Apple has just published a paper, in collaboration with USC, that explores the machine learning methods employed to provide users of its iOS18 operating system more selection about gender in the case of translation.
Source: https://support.apple.com/guide/iphone/translate-text-voice-and-conversations-iphd74cb450f/ios
Though the problems tackled within the work (which Apple has announced here) engages, to a certain extent, in current topical debates around definitions of gender, it centers on a far older problem: the undeniable fact that 84 out of the 229 known languages on the earth use a sex-based gender system.

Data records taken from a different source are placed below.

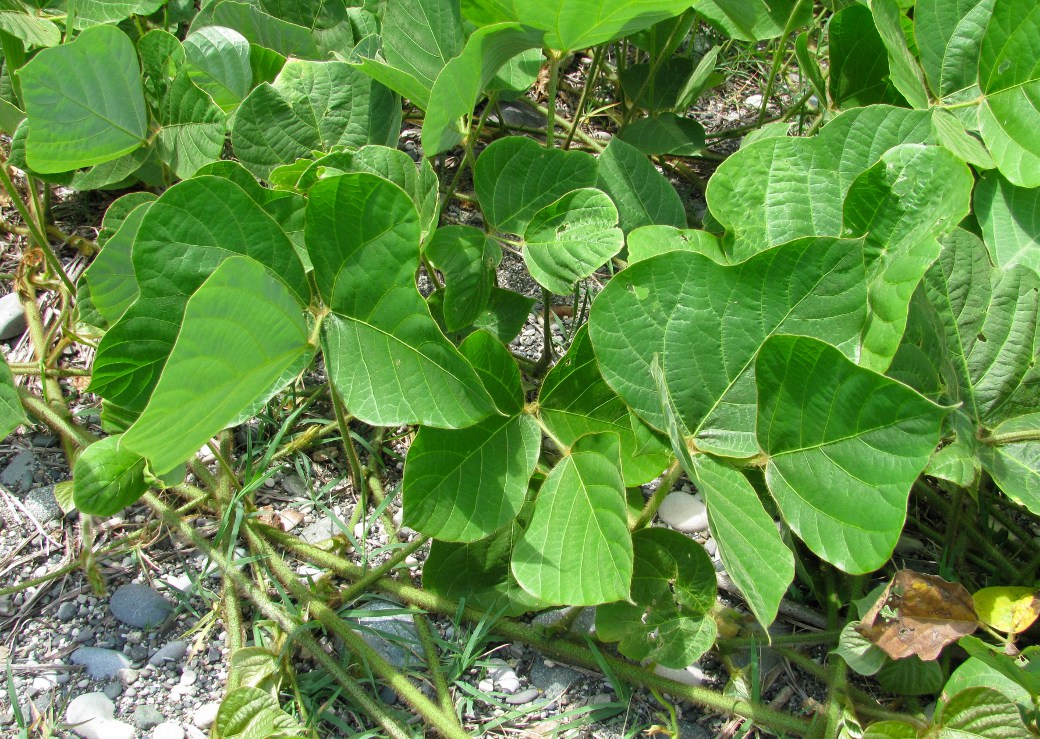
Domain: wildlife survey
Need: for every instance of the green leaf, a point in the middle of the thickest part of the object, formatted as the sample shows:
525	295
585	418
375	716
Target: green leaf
706	322
673	594
243	337
755	557
468	260
96	12
901	206
420	36
479	573
218	62
252	713
515	178
949	35
1010	220
845	446
464	484
11	415
365	272
178	245
980	712
910	676
84	102
192	128
570	239
461	82
110	275
1009	76
1015	466
260	28
906	75
648	241
754	20
574	400
577	550
777	190
859	73
642	193
667	133
31	30
991	320
311	106
107	477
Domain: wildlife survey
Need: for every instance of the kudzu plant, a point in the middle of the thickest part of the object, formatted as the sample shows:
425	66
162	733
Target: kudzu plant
855	318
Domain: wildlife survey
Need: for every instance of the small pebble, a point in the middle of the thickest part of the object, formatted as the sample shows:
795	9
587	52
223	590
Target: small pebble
206	714
684	512
167	730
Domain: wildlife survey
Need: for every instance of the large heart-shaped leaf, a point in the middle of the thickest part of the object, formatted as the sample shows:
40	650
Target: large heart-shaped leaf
1009	75
515	178
243	338
218	62
312	106
642	193
949	35
673	594
1010	220
463	484
363	238
570	239
177	247
461	82
574	400
577	550
705	322
845	445
107	477
84	101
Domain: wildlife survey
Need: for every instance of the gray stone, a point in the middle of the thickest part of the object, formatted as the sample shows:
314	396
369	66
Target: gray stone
42	504
167	731
319	530
18	474
91	717
522	697
553	681
148	716
392	636
294	485
100	663
11	317
171	652
206	714
139	606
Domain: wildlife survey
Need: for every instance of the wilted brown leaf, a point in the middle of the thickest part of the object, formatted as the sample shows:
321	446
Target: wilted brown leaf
918	614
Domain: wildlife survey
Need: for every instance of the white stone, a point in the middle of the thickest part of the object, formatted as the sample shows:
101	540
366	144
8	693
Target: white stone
684	511
167	730
691	676
91	717
206	714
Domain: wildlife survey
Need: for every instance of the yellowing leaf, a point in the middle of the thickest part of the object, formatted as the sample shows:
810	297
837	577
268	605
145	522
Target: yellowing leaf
1009	609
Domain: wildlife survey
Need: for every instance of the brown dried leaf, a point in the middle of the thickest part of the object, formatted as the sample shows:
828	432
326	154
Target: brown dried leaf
918	614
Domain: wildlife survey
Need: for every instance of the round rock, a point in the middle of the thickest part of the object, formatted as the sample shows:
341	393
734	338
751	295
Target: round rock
100	663
139	606
683	511
167	730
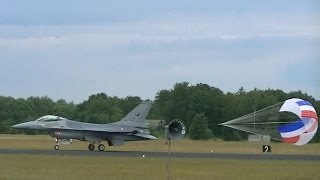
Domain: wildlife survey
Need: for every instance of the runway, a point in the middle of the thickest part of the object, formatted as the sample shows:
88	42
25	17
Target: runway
281	157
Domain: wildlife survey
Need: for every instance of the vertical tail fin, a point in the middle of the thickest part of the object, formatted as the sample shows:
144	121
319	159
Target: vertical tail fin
137	115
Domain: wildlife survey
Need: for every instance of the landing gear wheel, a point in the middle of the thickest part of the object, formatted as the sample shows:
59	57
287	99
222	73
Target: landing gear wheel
91	147
101	147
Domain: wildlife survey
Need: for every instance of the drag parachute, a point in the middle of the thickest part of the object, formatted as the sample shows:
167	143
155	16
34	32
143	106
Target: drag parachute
280	122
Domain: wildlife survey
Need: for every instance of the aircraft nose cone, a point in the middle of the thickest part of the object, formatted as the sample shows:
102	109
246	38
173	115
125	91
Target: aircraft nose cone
25	125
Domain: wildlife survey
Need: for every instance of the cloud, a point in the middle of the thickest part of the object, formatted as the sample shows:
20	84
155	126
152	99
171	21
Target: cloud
142	57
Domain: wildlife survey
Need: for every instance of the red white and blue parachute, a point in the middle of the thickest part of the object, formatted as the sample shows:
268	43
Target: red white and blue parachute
301	131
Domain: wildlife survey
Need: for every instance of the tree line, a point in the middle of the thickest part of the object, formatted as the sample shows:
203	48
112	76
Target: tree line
201	107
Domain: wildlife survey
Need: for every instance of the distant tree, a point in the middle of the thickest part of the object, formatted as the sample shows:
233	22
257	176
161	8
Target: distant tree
199	128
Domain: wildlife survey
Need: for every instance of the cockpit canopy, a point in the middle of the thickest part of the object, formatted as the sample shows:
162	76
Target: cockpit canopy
49	118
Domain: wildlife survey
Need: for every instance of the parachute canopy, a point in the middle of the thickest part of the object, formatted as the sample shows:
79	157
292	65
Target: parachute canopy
279	125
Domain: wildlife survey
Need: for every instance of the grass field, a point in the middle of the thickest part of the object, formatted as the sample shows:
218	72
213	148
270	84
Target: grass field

Source: https://wals.info/feature/31A#map
Surprisingly, the English language falls into the sex-based category, since it assigns masculine or feminine singular pronouns.
In contrast, all Romance languages (including over half a billion Spanish speakers) – and multiple other popular languages, equivalent to Russian – require gender agreement in ways in which force translation systems to deal with sex-assignment in language.
The brand new paper illustrates this by observing all possible Spanish translations of the sentence :

Source: https://arxiv.org/pdf/2407.20438
Naïve translation is much from sufficient for longer texts, which can establish gender initially (, , etc.) and thereafter not confer with gender again. Nonetheless, the interpretation must remember the assigned gender of the participant .
This might be difficult for token-based approaches that address translations in discrete chunks, and risk to lose the assigned gender-context throughout the duration of the content.
Worse, systems that provide alternative translations for biased gender assignments cannot do that indiscriminately, i.e., by merely substituting the gender noun, but must be sure that all other parts of language agree with the modified gender noun.
In this instance from the Apple/USC paper, we see that though has been assigned a male gender, the singular past has been left as feminine ():

A translation system must also address the eccentricities of particular languages in regard to gender. Because the paper points out, the pronoun is gendered in Hindi, which provides an unusual clue to gender.
Gender Issues
Within the latest paper, titled , the Apple and USC researchers propose a semi-supervised method to convert gender-ambiguous entities into an array of entity-level alternatives.
The system, which was used to tell translation from the Apple Translate app in iOS18, constructs a language schema by each using large language models (LLMs), and by fine-tuning pre-trained open source machine translation models.
The outcomes from translations from these systems were than trained into an architecture containing – groups of phrases that contain diverse types of various gendered nouns representing the identical entity.
The paper states*:
The approach that the researchers arrive at effectively turns a translation from a single token to a user-controlled array.
The model Apple and USC developed was evaluated on the GATE and MT-GenEval test sets. GATE comprises source sentences with as much as 3 gender-ambiguous entities, while MT-GenEval comprises material where gender can’t be inferred, which, the authors state, aids in understanding when alternative gender options shouldn’t be offered to the user.
In each cases, the test sets needed to be re-annotated, to align with the goals of the project.
To coach the system, the researchers relied on a novel automatic data augmentation algorithm, in contrast to the aforementioned test sets, which were annotated by humans.
Contributing datasets for the Apple curation were Europarl; WikiTitles; and WikiMatrix. The corpora was divided into (with 12,000 sentences), encompassing sentences with head words for all entities, along with a gender-ambiguous annotation; and (with 50,000 sentences), containing gender-ambiguous entities and gender alignments.
The authors assert:
Datasets and diverse data for the project have been made available on GitHub. The info features five language pairs, pitting English against Russian, German, French, Portuguese and Spanish.
The authors leveraged a previous approach from 2019 to endow the model with the potential to output gender alignments, training with cross entropy loss and an extra alignment loss.
For the info augmentation routine, the authors eschewed traditional rule-based methods in favor of a data-centric approach, fine-tuning a BERT pre-trained language model on the G-Tag dataset.
Double-Take
For cases where ambiguous gender entities are detected, Apple and USC explored two methods – the fine-tuning of pre-trained language models, and using LLMs.
In regard to the primary method, the paper states:

Within the image above, we see the fine-tuned text within the lower middle column, and the specified output in the correct column, with the underlying rationale illustrated above.
For this approach, the authors made use of a lattice rescoring method from an earlier 2020 work. To be sure that only the goal domain (gender) was addressed, a constrained beam search was used as a filter.
For the LLM approach, the authors devised a technique that uses an LLM as an editor, by re-writing the supplied translations to offer gender assignments.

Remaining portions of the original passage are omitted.